DataLoader relationship between num_workers, prefetch_factor and type of DataSet

I’m slowly wrapping my head around proper use of a custom DataSet as used by the DataLoader.

I have a torch.utils.data.Dataset which utilizes a:

def __getitem__(self, idx):
    ...
    return { "image": X_ims, "label": Y}

when I supply the DataLoader with a batch_size I get the expected number of samples back. But the documentation is a bit unclear with regard to what the workers are doing. The documentation mentions that they are getting samples from the DataSet, and I am “assuming” that the prefetch_factor is the number of samples they are retrieving. Do they do this until another entire batch is loaded ( ideally while my model is training)? or is each worker trying to collect a full batch of samples?

The question arises because I find I am often stuck waiting on DataLoader’s
_next_data() > _get_data() > _try_get_data() > _get() > _wait() method. Which I take to mean that it is waiting for the workers to get back with all the samples.

If I have a large batch size ( 1000 ), assuming I have num_workers=2 should I set the prefetch_factor=500? In the hope each worker is able to get enough samples for the next batch by the time I’m ready for it?

Each worker will load a complete batch in the background (if num_workers>0) while the training is executed. There is a feature request to allow multiple workers to work on a single batch, but I don’t think it’s implemented yet.

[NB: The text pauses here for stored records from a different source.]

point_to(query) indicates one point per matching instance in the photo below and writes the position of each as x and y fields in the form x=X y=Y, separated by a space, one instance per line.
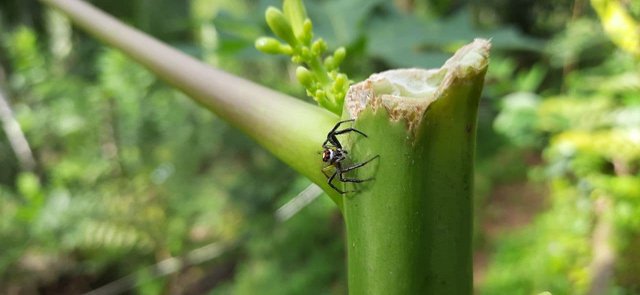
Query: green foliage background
x=130 y=173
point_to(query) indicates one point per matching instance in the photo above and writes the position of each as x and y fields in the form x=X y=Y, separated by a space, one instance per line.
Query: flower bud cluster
x=320 y=76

The prefetch_factor defines the number of batches, which are preloaded, if I’m not mistaken, so 500 would be quite large (it could be alright, if you have enough memory).

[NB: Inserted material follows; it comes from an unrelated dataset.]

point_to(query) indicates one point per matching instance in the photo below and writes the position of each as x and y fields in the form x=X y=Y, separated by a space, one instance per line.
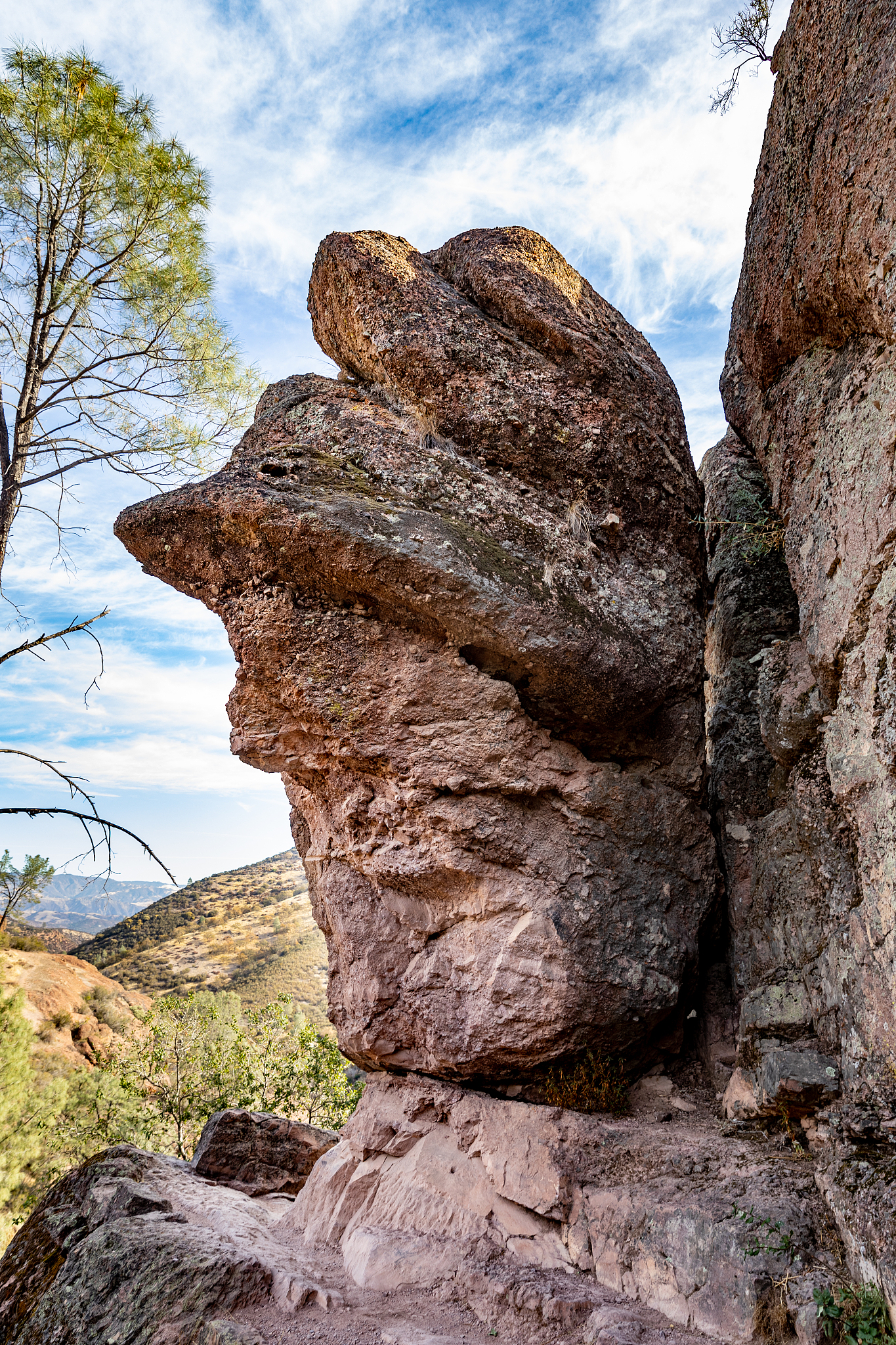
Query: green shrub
x=855 y=1314
x=593 y=1084
x=102 y=1005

I see that the recent version rather seems to load prefetch_factor*num_workers “samples”.

prefetch_factor (int, optional, keyword-only arg): Number of samples loaded
in advance by each worker. 2 means there will be a total of
2 * num_workers samples prefetched across all workers. (default: 2)

However, using different prefetch_factor values did not absolutely change the used GPU memory for my pipeline. But not sure if it is due to the customized dataloader or another issue with this newer pytorch functionality (hoping to spend more time on this soon, but would appreciate any feedback if someone happens to stop by to look at this).

I wouldn’t expect it to change the GPU memory usage, since the data is preloaded on the host and each batch is pushed to the device in the training loop in the common use case. This also seems to be your workflow, as I cannot see any GPU usage in the MRIDataset.

Thanks much! I was assuming this functionality enables data to be prefetched to GPU (via CPU), but looks like from your explanation it is limited to CPU memory (and that is rather what I must monitor for noting performance gains). Although this functionality would be helpful, I guess it would still result in a squarish waveform for GPU utilization (idle times). I have actually tried calling cuda within getitem in the past with little success (I remember the code threw errors but might try again).